Peer-to-Peer Technology to Trump Traditional Cloud Storage

On a lovely Thursday afternoon in June, I sat down with Sarah Koo, a data scientist with BitTorrent. I grew up in a time and place where Peer-to-Peer (P2P) transfer was almost commonplace, and I was fortunate enough to have the opportunity to learn more about this unique technology.

 

When Peer-to-Peer transfer is mentioned, the subject of copyright protection is the first thing to come to mind. Though P2P transfer is used, at times, to download Game of Thrones, the technology itself is an innovative protocol designed to efficiently transfer large files. I want to make an explicit statement that neither I, Sarah, nor BitTorrent, condones any forms of illegal file transfers. I am advocating the technology itself, which is commonly used in both academia and business. 

 

Bram Cohen created the Peer-to-Peer transfer protocol about a decade ago. This genius literally coded the program by himself in his bedroom, like many of our city’s tech entrepreneurs. Traditional file transfer protocols connected downloaders to a single server for direct file transfers. If there were 100 users downloading the same file, all these users would connect to the same server. Such traditional methods resulted in significant speed reductions and heavy server strain as demand for the file increased. Cohen's application created a distinct virtual network per file that allowed any invited users to help with distribution.

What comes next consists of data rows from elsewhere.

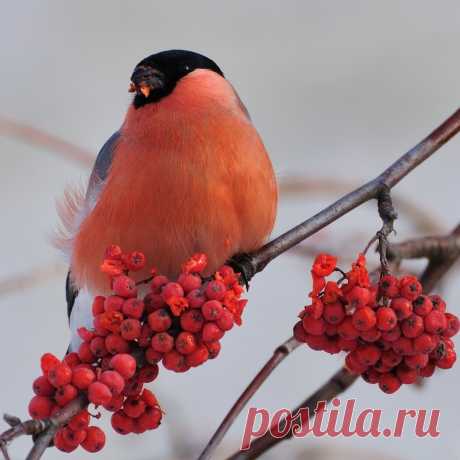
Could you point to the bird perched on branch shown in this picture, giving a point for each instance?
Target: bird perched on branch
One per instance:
(187, 172)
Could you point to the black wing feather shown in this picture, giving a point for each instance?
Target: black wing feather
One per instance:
(98, 175)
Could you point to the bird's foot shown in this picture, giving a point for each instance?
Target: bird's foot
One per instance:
(242, 263)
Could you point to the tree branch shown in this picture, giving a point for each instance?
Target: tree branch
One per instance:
(278, 356)
(442, 254)
(42, 430)
(256, 261)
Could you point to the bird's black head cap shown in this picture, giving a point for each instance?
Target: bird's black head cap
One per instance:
(157, 75)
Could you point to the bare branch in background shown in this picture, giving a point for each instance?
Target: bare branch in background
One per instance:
(39, 138)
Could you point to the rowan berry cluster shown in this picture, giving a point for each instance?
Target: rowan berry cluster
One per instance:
(179, 323)
(392, 333)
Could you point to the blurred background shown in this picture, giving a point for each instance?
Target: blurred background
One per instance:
(338, 90)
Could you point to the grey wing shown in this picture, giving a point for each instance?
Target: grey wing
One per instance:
(98, 176)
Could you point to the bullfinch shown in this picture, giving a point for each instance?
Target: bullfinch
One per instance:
(187, 172)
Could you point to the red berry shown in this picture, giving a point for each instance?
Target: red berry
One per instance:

a protocol that created a virtual network based on the file itself, thus anyone within the network can help distribute the file

Lets say UC Berkeley is working on a massive database, and it needs to distribute it to 10,000 researchers across the country. If each of these 10,000 researchers downloads the file directly from the Cal server, the strain on the single server is intense and extremely inefficient. P2P transfer creates a network that links all invited researchers together, and once any researcher finishes downloading the database, he can act as a file distributor for other researchers within the network. Thus, the strain of distributing the database is crowd sourced to all its participants. 

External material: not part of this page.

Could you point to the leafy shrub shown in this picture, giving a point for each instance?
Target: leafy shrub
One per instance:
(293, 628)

BitTorrent, the most popular P2P transfer application, breaks down large files into small segments for even more efficient distribution. If the database described above is 20-gigabytes; BitTorrent could break down the file into 20 equal sized 1-gigabyte files. “If I request the file from peers, I can be getting it from 20 different people at the same time.” Thus, each peer only needs to distribute 1/20th of the overall load.

breaks down large files into small segments for more efficient distribution

Because BitTorrent breaks down files into many individual segments, peers can act as distributors the moment they finish downloading any piece of the overall file. Once all the segments are downloaded, BitTorrent reassembles the original file as whole. The ability to deconstruct files and then reassemble the segments after the transfer protocol is complete is groundbreaking, especially in the field of cloud storage.

BitTorrent has utilized this technology to build sync applications that are commonly used in industries such as video editing. In Hollywood, uncut video files run in the hundreds of gigabytes. If multiple video editors are working on the same film, it’s inefficient to retransfer the whole video anytime a minute change is made. Many editors utilize this segmentation technology to transfer and sync only the portions that were altered. Instead of retransferring the whole 100gb video, Hollywood only transfers the 1gb scene that was actually edited. Now that’s efficiency.

 

In our current age of NSA surveillance and CISPA interrogation, privacy and security has become a major concern. BitTorrent is unique among cloud storage applications, because it’s only a protocol, and not a storage system. “There’s no copy of (your files) on our cloud.” “If the government would be to subpoena our records, we wouldn’t have anything to turn over.”

“If the government would be to subpoena our records, we wouldn’t have anything to turn over.”

The lack of centralized storage acts as both a blessing and a curse. On one hand, your files never leave your possession; on the other hand, there’s no backup other than your own. Obviously, there are ways to alleviate this issue, but it’s something to keep in mind. I want to emphasis again that BitTorrent is only a protocol, not a storage service. 

Finally, I want to mention another firm that utilizes a similar technology, or at least one that I found to be of some interest. Bitcasa acts as a traditional cloud storage service, but it’s developing a technology called Infinite Drive: When a duplicate file is uploaded, the protocol searches its database for preexisting files, and earmarks the original without uploading the duplicate. 

If two teenage girls upload the same Justin Bieber album, only one copy is actually stored on Bitcasa's servers. When the album is downloaded, both users access the same file. The technology is interesting, but there are significant areas of concern. If one user alters the album, how would it affect related users who share the same download address. I don’t think this technology is ready for widespread use, but it’s something to look out for in the future.

the word “traditional” to describe cloud storage

It’s funny; it seems like it was only yesterday that Dropbox launched, but this Generation Y technology has already become old news. Earlier in this article, I, inadvertently, used the word “traditional” to describe cloud storage; might as well get out the cane and monocle while at it. The future of file storage will take advantage of Peer-to-Peer transfer protocol. It’s an ingenious method that enables crowd sourcing to distribute large files, and it's capabilities are greatly magnified by BitTorrent’s segmentation technology.

Peer-to-Peer file transfer is secure; but more importantly, it’s efficient.